Relationship Play Therapy was founded by Otto Rank and Carl Rogers and promotes full acceptance of the child as he or she is. The focus is on the importance and strength of the therapeutic relationship between child and therapist (Gil, 1991).

Group Play Therapy is defined by the modality of play; however, the focus of the therapy is on children interacting with each other. This therapy occurs with minimal interaction and guidance from the adult therapist and is based on the assertion children will change negative behavior to obtain acceptance from peers (Ginott, 1975).

Sand Tray Play Therapy was created by Dora Kalff. Sand tray play therapy is modeled after Jungian therapy, in that the sand tray represents the child’s psyche. The child’s placement of objects in the tray and use of symbols is interpreted as the child’s passage through healing (Gil, 1991).

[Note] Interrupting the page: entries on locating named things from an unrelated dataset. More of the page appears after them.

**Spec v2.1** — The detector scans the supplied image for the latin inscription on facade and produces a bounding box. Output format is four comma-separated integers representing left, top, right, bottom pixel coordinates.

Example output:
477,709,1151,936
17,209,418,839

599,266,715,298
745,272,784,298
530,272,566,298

In summary, there are several reasons why play therapy has emerged as an important treatment approach for working with children. As stated previously, play is the natural language of children. Using play in therapy brings the therapist into the child’s world and addresses issues in a language that is comfortable for the child. In a sense, children “play out” their issues or problems the same as adults “talk out” their problems. Developmentally, play is a means through which children are able to use concrete symbols (i.e., toys) to express their inner thoughts. Play therapy gives children the opportunity to exert some control in the therapeutic situation and a safe, supportive environment in which to express themselves.

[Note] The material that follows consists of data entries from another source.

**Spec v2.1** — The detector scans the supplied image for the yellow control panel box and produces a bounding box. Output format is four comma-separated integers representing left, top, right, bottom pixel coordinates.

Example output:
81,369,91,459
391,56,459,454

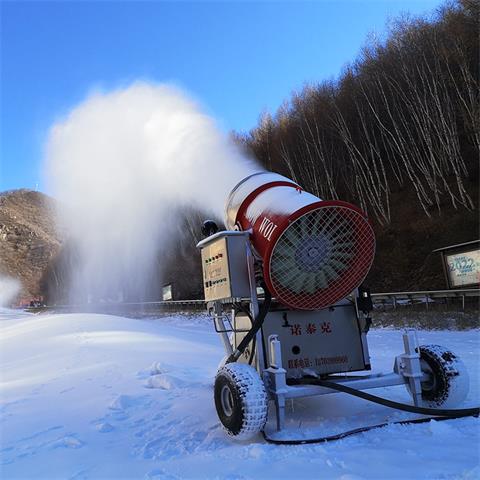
198,232,250,301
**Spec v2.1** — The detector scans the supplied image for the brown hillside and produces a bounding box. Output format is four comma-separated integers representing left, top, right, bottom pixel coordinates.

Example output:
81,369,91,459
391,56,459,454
0,189,61,299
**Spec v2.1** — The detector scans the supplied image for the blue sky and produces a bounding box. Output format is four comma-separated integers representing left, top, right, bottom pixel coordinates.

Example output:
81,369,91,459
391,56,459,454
0,0,442,191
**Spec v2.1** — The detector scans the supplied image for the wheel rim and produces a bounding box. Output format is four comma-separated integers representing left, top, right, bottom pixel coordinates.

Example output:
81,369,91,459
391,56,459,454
220,385,233,417
420,359,437,392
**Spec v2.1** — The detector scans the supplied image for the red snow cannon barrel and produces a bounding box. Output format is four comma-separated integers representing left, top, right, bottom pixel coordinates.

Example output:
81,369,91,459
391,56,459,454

Further Readings: Amster, F. (1943). Differential uses of play in treatment of young children. American Journal of Orthopsychiatry 13, 62-68; Axline, V. M. (1950). Entering the child’s world via play experiences. Progressive Education 27, 68-75; Dorfman, E. (1951). Play therapy. In C. R. Rogers, ed., Client-centered therapy: Its current practice, implications, and theory. Cambridge, MA: The Riverside Press, pp. 235-278; Freiberg, S. (1965). A comparison of the analytic method in two stages of child analysis. Journal of the American Academy of Child Psychiatry 4, 387-400; Gil, E. (1991). The healing power of play: Working with abused children. New York: The Guilford Press; Ginott, H. G. (1975). Group therapy with children. In G. M. Gazda, ed., Basic approaches to group psychotherapy and group counseling. Springfield, IL: Charles C. Thomas, pp. 327-341; Guerney, L. (2001). Child-centered play therapy. International Journal of Play Therapy 10, 13-31; Hambridge, G. (1955). Structured play therapy. American Journal of Orthopsychiatry 25, 601-617; Klein, M. (1955). Psychoanalytic play technique. American Journal of Orthopsychiatry 25, 223-237; Landreth, G. (2002). Play therapy: The art of the relationship. 2nd ed. New York: Brunner-Routledge; Lebo, D. (1955). The development of play as a form of therapy: From Rousseau to Rogers. Journal of Psychiatry 112, 418-422; Sandler, J., H. Kennedy, and R. Tyson (1980). The technique of child psychoanalyses. Cambridge, MA: Harvard University Press.